Uruguayan football referee (born 1993)

Anahí Fernández (born 28 July 1993) is a Uruguayan football referee. She has officiated at the international level under the auspices of FIFA and CONMEBOL and was selected as one of the officials for the 2023 FIFA Women's World Cup in Australia and New Zealand.

Fernández began her refereeing career in Uruguay and steadily rose through the ranks of domestic and regional football. She was listed as an international referee by FIFA, allowing her to officiate in international tournaments.

She gained experience in a number of CONMEBOL and FIFA competitions, including matches in the Copa Libertadores Femenina and international friendlies. She has overseen numerous international fixtures across various competitions, including youth and senior level matches for both men’s and women’s teams.

In 2023, Fernández was selected to officiate at the FIFA Women’s World Cup in Australia and New Zealand.
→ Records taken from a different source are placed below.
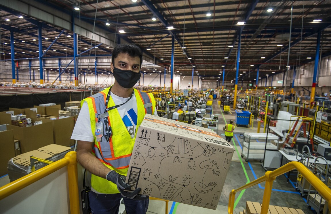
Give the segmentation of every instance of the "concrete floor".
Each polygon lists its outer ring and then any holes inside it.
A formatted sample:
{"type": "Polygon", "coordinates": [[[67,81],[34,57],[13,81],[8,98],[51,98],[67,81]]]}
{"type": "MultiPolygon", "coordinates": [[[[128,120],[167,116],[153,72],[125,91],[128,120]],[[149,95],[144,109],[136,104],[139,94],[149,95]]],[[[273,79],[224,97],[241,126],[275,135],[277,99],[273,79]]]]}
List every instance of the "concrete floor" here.
{"type": "MultiPolygon", "coordinates": [[[[234,121],[235,113],[234,111],[232,110],[232,114],[231,113],[222,113],[217,105],[217,101],[215,100],[214,100],[213,102],[213,114],[218,116],[218,134],[221,136],[221,134],[224,133],[222,128],[225,124],[224,121],[226,121],[227,122],[228,122],[230,119],[234,121]]],[[[217,209],[213,210],[170,201],[168,205],[168,213],[227,213],[229,194],[231,191],[264,175],[265,171],[259,160],[250,160],[247,163],[245,162],[244,158],[241,157],[241,145],[237,139],[237,138],[239,139],[239,134],[241,133],[257,132],[257,123],[256,120],[255,121],[253,129],[251,127],[249,128],[236,127],[235,129],[233,140],[231,144],[234,145],[236,151],[235,151],[232,157],[230,168],[228,171],[217,209]]],[[[261,127],[261,132],[263,132],[263,127],[261,127]]],[[[288,183],[287,183],[286,178],[284,175],[276,178],[273,182],[270,204],[301,209],[305,213],[307,214],[316,213],[314,211],[308,209],[305,202],[307,196],[303,197],[299,192],[296,191],[296,173],[291,174],[291,179],[288,183]]],[[[2,186],[9,182],[8,176],[0,178],[0,186],[2,186]]],[[[251,187],[236,194],[234,213],[239,214],[240,211],[242,211],[246,207],[246,201],[261,203],[264,186],[264,183],[262,183],[260,185],[251,187]]],[[[165,202],[151,200],[147,213],[149,214],[163,214],[165,213],[165,202]]],[[[120,210],[120,213],[125,213],[124,206],[121,206],[120,210]]]]}
{"type": "MultiPolygon", "coordinates": [[[[225,124],[224,120],[228,123],[230,120],[234,121],[235,114],[233,109],[231,113],[224,114],[221,112],[220,109],[217,104],[217,101],[214,100],[213,102],[213,114],[218,116],[219,135],[221,136],[224,133],[222,129],[225,124]]],[[[207,209],[194,206],[170,202],[168,205],[168,212],[170,214],[177,213],[198,214],[227,213],[229,195],[233,189],[235,189],[244,186],[249,182],[264,175],[265,170],[262,167],[261,163],[257,160],[249,160],[246,162],[244,158],[241,156],[241,145],[235,137],[239,139],[239,135],[244,132],[256,133],[257,130],[257,122],[255,120],[253,128],[251,126],[247,128],[236,127],[234,132],[233,140],[231,144],[233,145],[236,150],[232,157],[230,168],[229,170],[223,190],[216,210],[207,209]],[[171,209],[172,207],[173,207],[171,209]],[[175,208],[174,209],[173,208],[175,208]]],[[[263,132],[263,127],[261,126],[261,132],[263,132]]],[[[274,182],[270,204],[280,206],[287,207],[297,209],[301,209],[305,213],[315,213],[312,210],[308,208],[306,202],[307,196],[303,197],[300,193],[295,189],[296,172],[291,173],[289,183],[287,183],[287,178],[283,175],[277,177],[274,182]]],[[[234,213],[239,214],[245,209],[246,201],[259,202],[262,203],[263,198],[265,183],[261,183],[246,189],[241,192],[236,194],[236,201],[234,213]]],[[[150,201],[149,206],[147,213],[150,214],[163,214],[165,213],[165,203],[163,201],[150,201]]]]}

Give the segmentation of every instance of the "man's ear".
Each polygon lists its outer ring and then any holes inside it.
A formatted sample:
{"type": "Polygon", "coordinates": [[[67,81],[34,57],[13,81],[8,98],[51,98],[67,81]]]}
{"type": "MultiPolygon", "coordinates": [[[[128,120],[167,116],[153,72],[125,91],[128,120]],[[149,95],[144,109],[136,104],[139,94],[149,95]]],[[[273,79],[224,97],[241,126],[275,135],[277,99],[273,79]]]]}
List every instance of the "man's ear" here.
{"type": "Polygon", "coordinates": [[[112,62],[110,63],[110,71],[113,73],[114,70],[114,64],[112,62]]]}

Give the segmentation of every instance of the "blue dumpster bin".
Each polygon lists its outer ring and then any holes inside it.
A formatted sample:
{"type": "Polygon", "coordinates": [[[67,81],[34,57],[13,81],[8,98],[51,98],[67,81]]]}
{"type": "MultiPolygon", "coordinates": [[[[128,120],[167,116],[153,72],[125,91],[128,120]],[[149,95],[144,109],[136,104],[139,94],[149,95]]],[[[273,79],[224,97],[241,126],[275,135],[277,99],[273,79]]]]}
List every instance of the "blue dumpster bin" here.
{"type": "Polygon", "coordinates": [[[236,124],[237,125],[248,126],[251,112],[247,111],[236,110],[236,124]]]}

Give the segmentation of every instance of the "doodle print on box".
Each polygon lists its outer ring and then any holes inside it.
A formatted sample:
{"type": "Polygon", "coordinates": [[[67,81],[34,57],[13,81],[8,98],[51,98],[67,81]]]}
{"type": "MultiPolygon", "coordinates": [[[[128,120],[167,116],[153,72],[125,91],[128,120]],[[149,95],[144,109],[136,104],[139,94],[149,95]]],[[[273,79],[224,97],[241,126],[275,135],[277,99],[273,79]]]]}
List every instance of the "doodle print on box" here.
{"type": "Polygon", "coordinates": [[[216,209],[233,148],[212,130],[147,114],[126,182],[140,193],[216,209]]]}

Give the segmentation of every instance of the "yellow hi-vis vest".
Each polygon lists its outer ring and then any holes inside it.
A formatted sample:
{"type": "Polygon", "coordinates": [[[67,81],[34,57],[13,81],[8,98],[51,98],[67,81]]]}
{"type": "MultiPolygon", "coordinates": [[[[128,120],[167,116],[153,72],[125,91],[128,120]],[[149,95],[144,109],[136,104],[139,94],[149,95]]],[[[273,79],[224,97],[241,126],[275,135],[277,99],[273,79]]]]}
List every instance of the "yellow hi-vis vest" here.
{"type": "MultiPolygon", "coordinates": [[[[96,141],[95,133],[95,124],[98,121],[96,114],[102,114],[106,108],[106,97],[110,87],[86,98],[81,102],[82,106],[84,102],[88,105],[91,121],[91,127],[94,137],[94,144],[92,148],[93,154],[104,165],[110,170],[114,170],[119,174],[126,176],[131,158],[133,145],[137,135],[136,132],[134,138],[132,138],[128,132],[125,125],[117,109],[110,110],[108,117],[109,124],[112,132],[109,142],[107,142],[104,137],[102,141],[96,141]]],[[[134,95],[137,100],[138,109],[137,127],[139,127],[144,119],[146,114],[154,114],[155,109],[155,101],[152,93],[146,93],[134,89],[134,95]]],[[[108,106],[115,105],[111,96],[109,97],[108,106]]],[[[103,123],[104,129],[106,125],[105,121],[100,119],[103,123]]],[[[93,174],[91,177],[91,185],[93,188],[99,192],[105,194],[118,193],[116,184],[106,179],[93,174]]]]}
{"type": "Polygon", "coordinates": [[[232,124],[226,124],[225,125],[225,133],[224,134],[228,137],[232,137],[233,136],[233,130],[234,129],[234,126],[232,124]]]}

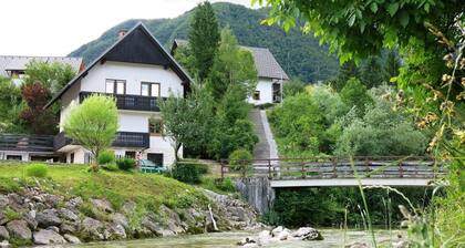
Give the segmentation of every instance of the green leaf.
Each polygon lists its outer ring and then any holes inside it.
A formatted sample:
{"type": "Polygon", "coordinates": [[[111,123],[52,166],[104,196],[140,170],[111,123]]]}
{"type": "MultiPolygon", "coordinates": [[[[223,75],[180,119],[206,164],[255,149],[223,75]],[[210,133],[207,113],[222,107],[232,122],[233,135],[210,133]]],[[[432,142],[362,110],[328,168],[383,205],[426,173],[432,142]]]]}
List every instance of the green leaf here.
{"type": "Polygon", "coordinates": [[[350,16],[349,18],[349,27],[352,27],[354,22],[355,22],[355,14],[352,13],[352,16],[350,16]]]}
{"type": "Polygon", "coordinates": [[[391,3],[388,7],[388,12],[389,14],[391,14],[391,17],[394,17],[397,10],[399,10],[399,2],[391,3]]]}
{"type": "Polygon", "coordinates": [[[371,4],[370,4],[370,9],[371,9],[371,11],[372,11],[373,13],[378,12],[378,4],[376,4],[376,2],[371,3],[371,4]]]}
{"type": "Polygon", "coordinates": [[[409,20],[410,20],[409,13],[405,10],[401,11],[400,13],[401,25],[405,28],[409,24],[409,20]]]}

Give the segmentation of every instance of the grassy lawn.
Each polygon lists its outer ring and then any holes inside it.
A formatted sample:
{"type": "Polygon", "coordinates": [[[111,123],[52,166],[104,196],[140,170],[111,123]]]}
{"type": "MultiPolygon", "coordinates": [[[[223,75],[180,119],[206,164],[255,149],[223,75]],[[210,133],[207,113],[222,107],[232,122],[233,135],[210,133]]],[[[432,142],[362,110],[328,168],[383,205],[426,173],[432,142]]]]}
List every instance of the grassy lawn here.
{"type": "Polygon", "coordinates": [[[39,182],[45,192],[65,198],[106,198],[116,209],[126,200],[142,203],[149,208],[162,204],[170,208],[207,204],[205,196],[195,187],[162,175],[103,169],[90,173],[84,165],[49,165],[46,178],[35,180],[25,176],[27,166],[27,163],[0,163],[0,193],[14,192],[22,185],[37,185],[39,182]]]}

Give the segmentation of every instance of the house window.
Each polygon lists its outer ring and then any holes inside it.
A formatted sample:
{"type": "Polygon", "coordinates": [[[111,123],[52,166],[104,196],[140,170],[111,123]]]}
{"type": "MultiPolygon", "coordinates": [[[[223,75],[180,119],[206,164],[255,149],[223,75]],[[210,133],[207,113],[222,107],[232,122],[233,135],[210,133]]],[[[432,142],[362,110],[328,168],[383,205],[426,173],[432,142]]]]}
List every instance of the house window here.
{"type": "Polygon", "coordinates": [[[159,118],[149,118],[148,120],[148,133],[153,136],[159,136],[163,133],[163,121],[159,118]]]}
{"type": "Polygon", "coordinates": [[[260,91],[255,91],[252,95],[254,100],[260,100],[260,91]]]}
{"type": "Polygon", "coordinates": [[[8,161],[22,161],[21,155],[7,155],[8,161]]]}
{"type": "Polygon", "coordinates": [[[141,83],[141,95],[159,97],[159,83],[141,83]]]}
{"type": "Polygon", "coordinates": [[[152,161],[154,164],[158,166],[163,166],[163,153],[148,153],[147,159],[152,161]]]}
{"type": "Polygon", "coordinates": [[[126,81],[125,80],[106,80],[105,92],[108,94],[126,94],[126,81]]]}

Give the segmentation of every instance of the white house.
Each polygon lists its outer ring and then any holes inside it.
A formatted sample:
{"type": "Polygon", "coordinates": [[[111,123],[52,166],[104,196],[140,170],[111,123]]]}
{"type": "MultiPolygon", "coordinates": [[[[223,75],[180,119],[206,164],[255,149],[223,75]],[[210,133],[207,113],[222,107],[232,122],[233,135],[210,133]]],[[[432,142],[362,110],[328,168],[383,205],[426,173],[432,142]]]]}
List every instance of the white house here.
{"type": "MultiPolygon", "coordinates": [[[[168,166],[175,154],[170,141],[162,136],[158,102],[169,92],[184,96],[192,80],[143,23],[118,35],[116,43],[69,82],[48,106],[60,100],[62,125],[70,110],[89,95],[113,95],[120,114],[112,145],[115,155],[141,154],[168,166]]],[[[68,163],[89,162],[90,153],[65,137],[62,130],[54,140],[55,152],[64,153],[68,163]]]]}
{"type": "MultiPolygon", "coordinates": [[[[172,54],[179,45],[186,45],[188,41],[175,39],[172,45],[172,54]]],[[[282,85],[289,76],[267,48],[241,46],[250,51],[254,56],[255,68],[258,73],[258,83],[255,92],[248,97],[254,105],[280,103],[282,99],[282,85]]]]}

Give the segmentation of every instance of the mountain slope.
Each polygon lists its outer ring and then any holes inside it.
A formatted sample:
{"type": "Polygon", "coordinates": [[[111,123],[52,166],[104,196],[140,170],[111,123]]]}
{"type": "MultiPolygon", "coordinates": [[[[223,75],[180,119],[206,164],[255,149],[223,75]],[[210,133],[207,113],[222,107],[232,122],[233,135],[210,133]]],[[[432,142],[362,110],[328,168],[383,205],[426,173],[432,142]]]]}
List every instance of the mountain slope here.
{"type": "MultiPolygon", "coordinates": [[[[278,27],[260,25],[260,21],[267,17],[267,9],[254,10],[226,2],[213,3],[213,8],[221,27],[229,25],[240,44],[268,48],[291,78],[317,82],[337,74],[337,58],[328,55],[327,48],[320,46],[312,35],[304,35],[298,29],[286,33],[278,27]]],[[[125,21],[70,55],[83,56],[89,63],[116,40],[116,33],[121,29],[131,29],[138,21],[143,21],[165,48],[169,49],[175,38],[187,38],[192,13],[190,10],[174,19],[125,21]]]]}

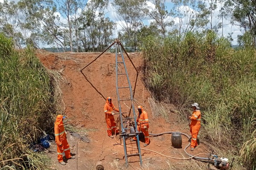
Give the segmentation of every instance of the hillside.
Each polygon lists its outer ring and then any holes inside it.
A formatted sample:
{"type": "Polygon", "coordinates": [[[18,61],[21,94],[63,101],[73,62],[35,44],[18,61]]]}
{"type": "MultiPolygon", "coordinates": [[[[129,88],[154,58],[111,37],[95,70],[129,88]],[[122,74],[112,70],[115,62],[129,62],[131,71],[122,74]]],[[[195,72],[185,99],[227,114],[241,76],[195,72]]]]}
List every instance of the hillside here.
{"type": "MultiPolygon", "coordinates": [[[[123,146],[113,145],[116,143],[115,139],[109,138],[107,133],[103,112],[105,100],[80,71],[100,54],[54,53],[41,51],[37,54],[46,67],[57,71],[61,76],[60,82],[61,102],[58,103],[60,106],[58,113],[68,116],[65,126],[74,126],[79,132],[86,135],[90,140],[90,143],[77,141],[70,133],[68,133],[68,142],[73,148],[71,150],[72,155],[77,154],[76,148],[78,148],[78,155],[76,155],[78,159],[69,160],[64,166],[58,163],[56,145],[52,143],[49,149],[51,152],[48,154],[52,158],[52,169],[77,169],[77,164],[79,170],[94,170],[96,162],[100,160],[103,163],[105,170],[189,170],[195,168],[207,169],[208,164],[206,163],[194,159],[169,159],[151,151],[144,150],[141,150],[143,168],[140,166],[139,159],[137,156],[129,157],[129,166],[125,167],[123,146]],[[77,142],[78,147],[76,147],[77,142]]],[[[129,56],[137,69],[140,71],[142,62],[141,56],[139,54],[135,53],[130,54],[129,56]]],[[[127,60],[125,62],[130,81],[132,84],[134,85],[136,72],[129,60],[127,60]]],[[[103,96],[105,98],[111,96],[113,98],[113,102],[117,106],[114,65],[115,54],[106,53],[85,69],[84,73],[103,96]]],[[[172,112],[175,110],[172,106],[163,104],[169,114],[169,122],[162,118],[153,119],[148,101],[148,98],[151,97],[150,94],[143,83],[142,76],[142,73],[140,72],[134,96],[135,107],[141,105],[148,113],[150,133],[158,133],[166,131],[179,131],[189,134],[189,129],[187,124],[180,125],[178,122],[177,115],[172,112]]],[[[124,97],[125,94],[122,94],[122,95],[124,97]]],[[[127,108],[122,109],[124,112],[128,112],[129,108],[128,106],[127,108]]],[[[117,116],[115,116],[116,120],[117,116]]],[[[184,118],[184,119],[186,119],[184,118]]],[[[151,137],[150,144],[146,148],[169,156],[188,158],[188,156],[183,150],[189,143],[188,139],[184,136],[182,137],[182,149],[176,149],[172,146],[170,134],[151,137]]],[[[127,142],[131,143],[129,140],[127,142]]],[[[141,147],[143,148],[141,142],[141,147]]],[[[209,149],[204,144],[201,144],[192,153],[207,153],[209,149]]],[[[188,152],[192,153],[189,150],[188,152]]],[[[133,151],[133,153],[135,152],[133,151]]]]}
She was one of the few South American referees included in the tournament's officiating pool, a distinction noted in media coverage of her appointment. Though she served primarily in supporting roles during the group stage, her participation represented a milestone for Uruguayan refereeing on the global stage.

Fernández has also officiated in South American women's competitions, including World Cup qualifying matches and continental tournaments.